Rising criminality in refugee camps
We are concerned by a spate of murders in Rohingya camps in the last six months that have left the refugees insecure among themselves. The killings—19, in total, including two ghastly murders of two community leaders—have not only sown fear among the already devastated group of people who fled widespread state-sponsored violence in Myanmar, their ancestral land, but have also raised questions about safety and security inside the camps in Bangladesh.
According to a report by this newspaper, as many as 55 Rohingyas have been arrested as part of the murder investigations, which have so far yielded no breakthrough. In addition, other serious crimes including rape, abduction and drug peddling have reportedly been committed inside refugee camps.
The government's announcement that it would deploy an additional 2,000 policemen to guard the camps is a welcome move, but it would be amateurish to hope that less than 3,000 police personnel would be enough to maintain law and order in camps where nearly a million are cramped in.

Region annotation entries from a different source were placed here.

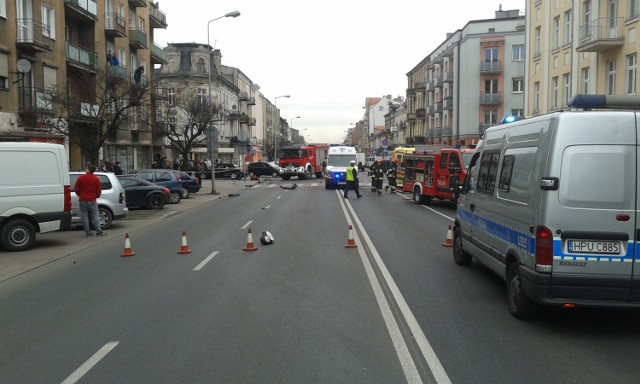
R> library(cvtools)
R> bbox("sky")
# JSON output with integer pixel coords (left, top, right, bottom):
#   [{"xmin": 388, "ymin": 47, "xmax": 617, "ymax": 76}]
[{"xmin": 155, "ymin": 0, "xmax": 525, "ymax": 143}]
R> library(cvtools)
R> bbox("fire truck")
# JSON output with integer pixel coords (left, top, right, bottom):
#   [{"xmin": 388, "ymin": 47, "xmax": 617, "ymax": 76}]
[
  {"xmin": 278, "ymin": 144, "xmax": 329, "ymax": 180},
  {"xmin": 402, "ymin": 148, "xmax": 475, "ymax": 204}
]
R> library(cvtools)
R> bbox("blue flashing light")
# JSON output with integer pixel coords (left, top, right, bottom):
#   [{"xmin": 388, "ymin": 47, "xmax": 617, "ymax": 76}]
[{"xmin": 502, "ymin": 115, "xmax": 524, "ymax": 124}]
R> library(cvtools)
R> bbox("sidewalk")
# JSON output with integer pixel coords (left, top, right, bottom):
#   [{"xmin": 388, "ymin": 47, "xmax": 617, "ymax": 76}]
[{"xmin": 0, "ymin": 179, "xmax": 250, "ymax": 282}]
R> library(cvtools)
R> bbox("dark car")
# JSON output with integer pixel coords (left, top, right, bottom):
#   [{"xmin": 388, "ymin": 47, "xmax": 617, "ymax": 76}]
[
  {"xmin": 247, "ymin": 161, "xmax": 280, "ymax": 177},
  {"xmin": 127, "ymin": 169, "xmax": 187, "ymax": 204},
  {"xmin": 176, "ymin": 171, "xmax": 201, "ymax": 199},
  {"xmin": 118, "ymin": 176, "xmax": 171, "ymax": 209}
]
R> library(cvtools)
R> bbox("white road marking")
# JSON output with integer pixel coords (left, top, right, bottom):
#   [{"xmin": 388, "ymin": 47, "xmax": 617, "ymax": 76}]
[
  {"xmin": 62, "ymin": 341, "xmax": 120, "ymax": 384},
  {"xmin": 336, "ymin": 192, "xmax": 451, "ymax": 384},
  {"xmin": 193, "ymin": 251, "xmax": 219, "ymax": 271}
]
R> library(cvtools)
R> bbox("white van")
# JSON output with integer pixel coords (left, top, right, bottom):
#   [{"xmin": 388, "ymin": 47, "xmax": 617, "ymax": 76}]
[
  {"xmin": 453, "ymin": 95, "xmax": 640, "ymax": 318},
  {"xmin": 0, "ymin": 142, "xmax": 71, "ymax": 251}
]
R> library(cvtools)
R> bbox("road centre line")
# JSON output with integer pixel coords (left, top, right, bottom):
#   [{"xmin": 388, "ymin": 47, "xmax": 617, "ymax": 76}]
[
  {"xmin": 193, "ymin": 251, "xmax": 219, "ymax": 271},
  {"xmin": 61, "ymin": 341, "xmax": 120, "ymax": 384},
  {"xmin": 336, "ymin": 191, "xmax": 451, "ymax": 384}
]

While the local police suspect the internal rivalry to establish supremacy or "silly matters" as the main reasons for those murders, the policymakers should contemplate the bigger picture. Too many people are living in ghetto-like camps, and there is little scope for them to do any meaningful work other than merely surviving on aid.
Unfortunately, there's no option other than channelling more resources to maintain the camps. While the current situation warrants more law-enforcement efforts, all stakeholders including the government and aid agencies should join hands to address the underlying reasons—such as unemployment and frustration among the youth. At the same time, all parties involved should double down on their efforts to repatriate these refugees to their motherland with their rights fully protected.